Sjabloon | Beschrijving |
---|---|
Een beveiligd cluster met 3 knooppunttypen implementeren met NSG's ingeschakeld |
Met deze sjabloon kunt u een beveiligd Service Fabric-cluster met 3 knooppunttypen met Windows Server 2016-datacentrum implementeren op een vm met Standard_D2 grootte. Met deze sjabloon kunt u het binnenkomende en uitgaande netwerkverkeer beheren met behulp van netwerkbeveiligingsgroepen. |
Een beveiligd cluster met 5 knooppunten implementeren |
Met deze sjabloon kunt u een beveiligd Service Fabric-cluster met 5 knooppunten met Windows Server 2019 Datacenter implementeren op een Standard_D2_v2 VMSS-grootte. |
Een Ubuntu Service Fabric-cluster met 5 knooppunten implementeren |
Met deze sjabloon kunt u een beveiligd Service Fabric-cluster met 5 knooppunten met Ubuntu implementeren op een Standard_D2_V2 VMSS-grootte. |
Resourcedefinitie van Terraform (AzAPI-provider)
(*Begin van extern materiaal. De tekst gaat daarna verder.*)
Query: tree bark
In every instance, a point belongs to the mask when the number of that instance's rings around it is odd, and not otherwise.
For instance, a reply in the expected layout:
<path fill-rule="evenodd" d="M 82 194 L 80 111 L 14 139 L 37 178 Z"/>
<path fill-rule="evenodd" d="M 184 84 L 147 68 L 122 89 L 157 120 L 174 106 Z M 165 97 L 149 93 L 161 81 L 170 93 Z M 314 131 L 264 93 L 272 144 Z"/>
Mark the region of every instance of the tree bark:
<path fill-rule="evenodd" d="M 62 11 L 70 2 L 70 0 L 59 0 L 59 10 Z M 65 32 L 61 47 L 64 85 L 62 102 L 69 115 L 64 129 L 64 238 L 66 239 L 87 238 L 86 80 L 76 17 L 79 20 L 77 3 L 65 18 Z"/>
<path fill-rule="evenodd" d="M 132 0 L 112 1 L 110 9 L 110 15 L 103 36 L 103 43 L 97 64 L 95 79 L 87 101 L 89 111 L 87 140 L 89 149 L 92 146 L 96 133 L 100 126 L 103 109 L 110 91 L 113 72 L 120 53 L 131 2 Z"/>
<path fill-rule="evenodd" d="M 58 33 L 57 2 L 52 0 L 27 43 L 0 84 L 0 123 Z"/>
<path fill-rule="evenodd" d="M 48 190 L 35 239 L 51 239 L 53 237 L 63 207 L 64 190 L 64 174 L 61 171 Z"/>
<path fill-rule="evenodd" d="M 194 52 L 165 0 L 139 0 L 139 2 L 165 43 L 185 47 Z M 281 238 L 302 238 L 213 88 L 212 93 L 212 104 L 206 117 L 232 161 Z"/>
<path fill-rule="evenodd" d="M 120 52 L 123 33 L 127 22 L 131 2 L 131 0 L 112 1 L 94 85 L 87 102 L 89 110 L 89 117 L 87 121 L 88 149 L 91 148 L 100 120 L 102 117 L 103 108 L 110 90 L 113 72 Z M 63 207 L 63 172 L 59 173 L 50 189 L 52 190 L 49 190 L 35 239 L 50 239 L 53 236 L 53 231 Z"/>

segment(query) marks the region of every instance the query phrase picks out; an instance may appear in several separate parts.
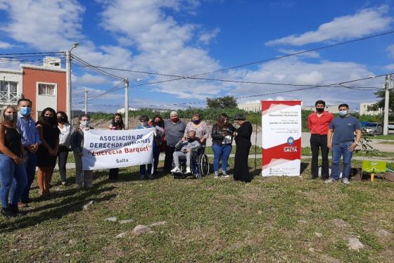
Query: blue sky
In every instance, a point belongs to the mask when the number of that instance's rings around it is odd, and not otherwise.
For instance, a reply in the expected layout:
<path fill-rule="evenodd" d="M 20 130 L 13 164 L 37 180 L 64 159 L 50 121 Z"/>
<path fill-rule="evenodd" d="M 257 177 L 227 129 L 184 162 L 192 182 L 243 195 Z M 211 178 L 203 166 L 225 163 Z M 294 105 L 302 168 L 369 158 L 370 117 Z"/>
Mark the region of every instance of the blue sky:
<path fill-rule="evenodd" d="M 0 53 L 62 51 L 110 68 L 191 76 L 277 58 L 393 30 L 393 1 L 0 0 Z M 76 62 L 76 61 L 75 61 Z M 2 61 L 0 68 L 18 68 Z M 109 70 L 108 70 L 109 71 Z M 203 107 L 206 97 L 232 95 L 239 103 L 317 99 L 329 105 L 376 100 L 374 91 L 341 87 L 258 96 L 300 89 L 268 84 L 182 79 L 109 71 L 130 79 L 130 107 Z M 394 72 L 394 34 L 300 56 L 209 74 L 241 82 L 326 85 Z M 137 82 L 137 79 L 141 79 Z M 352 82 L 381 88 L 384 78 Z M 73 65 L 75 108 L 84 90 L 96 96 L 113 79 Z M 137 87 L 134 85 L 141 85 Z M 168 105 L 172 103 L 186 103 Z M 124 107 L 124 89 L 89 101 L 89 110 Z"/>

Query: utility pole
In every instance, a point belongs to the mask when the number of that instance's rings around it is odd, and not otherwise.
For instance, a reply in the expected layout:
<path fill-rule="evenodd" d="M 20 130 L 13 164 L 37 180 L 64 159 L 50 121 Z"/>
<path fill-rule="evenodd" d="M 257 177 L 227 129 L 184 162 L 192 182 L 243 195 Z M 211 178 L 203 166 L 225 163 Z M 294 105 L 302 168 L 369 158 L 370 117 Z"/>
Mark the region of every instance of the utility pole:
<path fill-rule="evenodd" d="M 72 120 L 72 100 L 71 93 L 71 51 L 78 46 L 78 42 L 74 43 L 71 49 L 65 51 L 65 111 L 67 116 L 71 120 L 71 125 L 74 124 Z"/>
<path fill-rule="evenodd" d="M 1 92 L 1 95 L 3 95 L 3 103 L 1 108 L 4 108 L 4 105 L 6 105 L 6 76 L 3 77 L 3 91 Z"/>
<path fill-rule="evenodd" d="M 391 75 L 386 76 L 386 83 L 384 84 L 384 113 L 383 121 L 383 135 L 388 134 L 388 98 L 390 97 L 390 89 L 393 89 L 391 82 Z"/>
<path fill-rule="evenodd" d="M 67 116 L 71 121 L 71 125 L 73 124 L 72 116 L 71 115 L 71 52 L 68 50 L 65 51 L 65 112 Z"/>
<path fill-rule="evenodd" d="M 125 79 L 125 127 L 129 129 L 129 79 Z"/>
<path fill-rule="evenodd" d="M 88 91 L 85 91 L 85 114 L 87 114 L 87 93 Z"/>

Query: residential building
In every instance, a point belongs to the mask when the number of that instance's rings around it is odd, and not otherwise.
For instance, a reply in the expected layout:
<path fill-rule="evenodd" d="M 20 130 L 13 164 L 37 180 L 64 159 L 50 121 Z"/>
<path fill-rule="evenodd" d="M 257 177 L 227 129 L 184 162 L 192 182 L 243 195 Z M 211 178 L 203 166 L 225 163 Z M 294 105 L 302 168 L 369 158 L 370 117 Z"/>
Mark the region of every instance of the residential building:
<path fill-rule="evenodd" d="M 16 106 L 22 96 L 21 70 L 0 69 L 0 105 Z"/>
<path fill-rule="evenodd" d="M 379 115 L 383 114 L 383 109 L 379 108 L 378 110 L 371 109 L 371 106 L 376 102 L 362 102 L 360 103 L 360 115 Z"/>
<path fill-rule="evenodd" d="M 66 71 L 61 68 L 61 58 L 46 57 L 42 66 L 20 67 L 19 70 L 0 69 L 0 103 L 16 106 L 19 98 L 29 98 L 35 120 L 47 107 L 65 111 Z"/>

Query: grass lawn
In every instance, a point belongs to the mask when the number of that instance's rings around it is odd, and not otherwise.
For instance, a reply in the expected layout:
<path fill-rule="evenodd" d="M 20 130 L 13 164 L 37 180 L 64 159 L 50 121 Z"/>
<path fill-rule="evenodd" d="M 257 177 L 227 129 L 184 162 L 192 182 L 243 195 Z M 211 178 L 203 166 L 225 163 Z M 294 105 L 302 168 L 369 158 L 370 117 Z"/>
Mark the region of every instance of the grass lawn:
<path fill-rule="evenodd" d="M 388 135 L 378 135 L 376 136 L 369 136 L 369 139 L 379 139 L 379 140 L 394 140 L 394 134 L 388 134 Z"/>
<path fill-rule="evenodd" d="M 121 169 L 116 182 L 106 180 L 107 171 L 95 172 L 94 187 L 80 191 L 56 184 L 55 173 L 51 199 L 39 200 L 34 188 L 26 216 L 0 217 L 1 261 L 392 261 L 394 184 L 328 185 L 310 179 L 307 162 L 300 177 L 262 178 L 258 169 L 247 184 L 212 175 L 202 180 L 165 175 L 141 181 L 138 168 L 132 167 Z M 69 171 L 70 184 L 73 173 Z M 93 205 L 82 210 L 90 200 Z M 134 222 L 105 220 L 110 217 Z M 334 219 L 345 224 L 336 226 Z M 163 221 L 150 233 L 132 233 L 138 224 Z M 379 235 L 382 229 L 390 235 Z M 122 232 L 125 236 L 116 238 Z M 364 248 L 349 251 L 349 236 L 358 238 Z"/>
<path fill-rule="evenodd" d="M 231 149 L 231 153 L 235 154 L 235 150 L 236 148 L 236 146 L 233 146 L 232 149 Z M 257 155 L 257 158 L 261 158 L 261 153 L 262 153 L 262 148 L 260 147 L 255 147 L 254 146 L 253 146 L 250 148 L 250 151 L 249 153 L 250 155 L 254 155 L 255 153 L 256 153 Z M 213 154 L 213 151 L 212 150 L 212 148 L 210 147 L 207 147 L 207 148 L 205 149 L 205 153 L 207 154 Z M 301 155 L 312 155 L 312 151 L 310 150 L 310 147 L 303 147 L 301 149 Z M 329 152 L 329 155 L 331 156 L 331 152 Z M 353 156 L 364 156 L 366 155 L 365 153 L 363 152 L 355 152 L 353 153 Z M 382 157 L 382 158 L 388 158 L 388 157 L 391 157 L 393 158 L 394 153 L 388 153 L 388 152 L 380 152 L 380 151 L 376 151 L 376 152 L 369 152 L 368 153 L 368 155 L 365 155 L 367 157 Z M 394 160 L 394 158 L 393 158 Z M 74 154 L 72 152 L 70 152 L 70 153 L 68 154 L 68 158 L 67 160 L 67 162 L 68 163 L 73 163 L 75 162 L 75 160 L 74 160 Z"/>

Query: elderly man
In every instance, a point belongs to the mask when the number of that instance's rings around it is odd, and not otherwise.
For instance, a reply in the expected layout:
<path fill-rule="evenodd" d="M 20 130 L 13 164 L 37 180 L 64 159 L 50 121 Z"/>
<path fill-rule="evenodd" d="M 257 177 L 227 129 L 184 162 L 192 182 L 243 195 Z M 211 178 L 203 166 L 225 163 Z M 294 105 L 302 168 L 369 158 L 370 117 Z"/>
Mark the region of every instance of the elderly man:
<path fill-rule="evenodd" d="M 165 158 L 164 160 L 164 171 L 170 172 L 172 166 L 172 155 L 175 151 L 175 144 L 184 136 L 186 124 L 178 118 L 178 113 L 172 111 L 170 120 L 164 121 L 165 133 Z"/>
<path fill-rule="evenodd" d="M 196 132 L 190 131 L 187 133 L 187 136 L 182 137 L 175 145 L 177 151 L 174 152 L 174 163 L 175 167 L 171 170 L 171 172 L 180 172 L 181 164 L 179 162 L 180 157 L 186 157 L 186 174 L 191 173 L 190 169 L 191 164 L 191 152 L 197 152 L 197 150 L 202 147 L 199 140 L 196 139 Z"/>

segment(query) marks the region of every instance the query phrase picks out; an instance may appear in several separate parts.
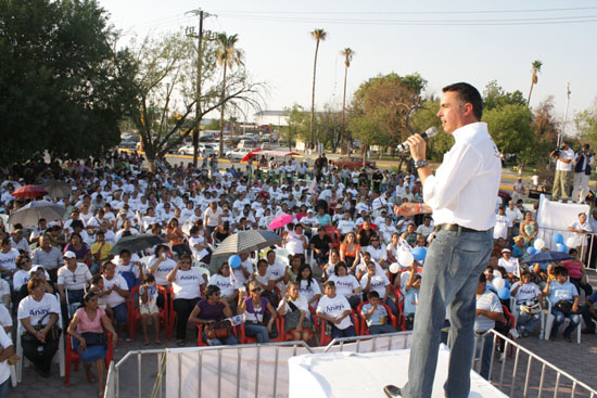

Het resourcetype clusters kan worden geïmplementeerd met bewerkingen die zijn gericht op:
- resourcegroepen
Zie logboek wijzigenvoor een lijst met gewijzigde eigenschappen in elke API-versie.
Resource-indeling
Als u een Microsoft.ServiceFabric/clusters-resource wilt maken, voegt u de volgende Terraform toe aan uw sjabloon.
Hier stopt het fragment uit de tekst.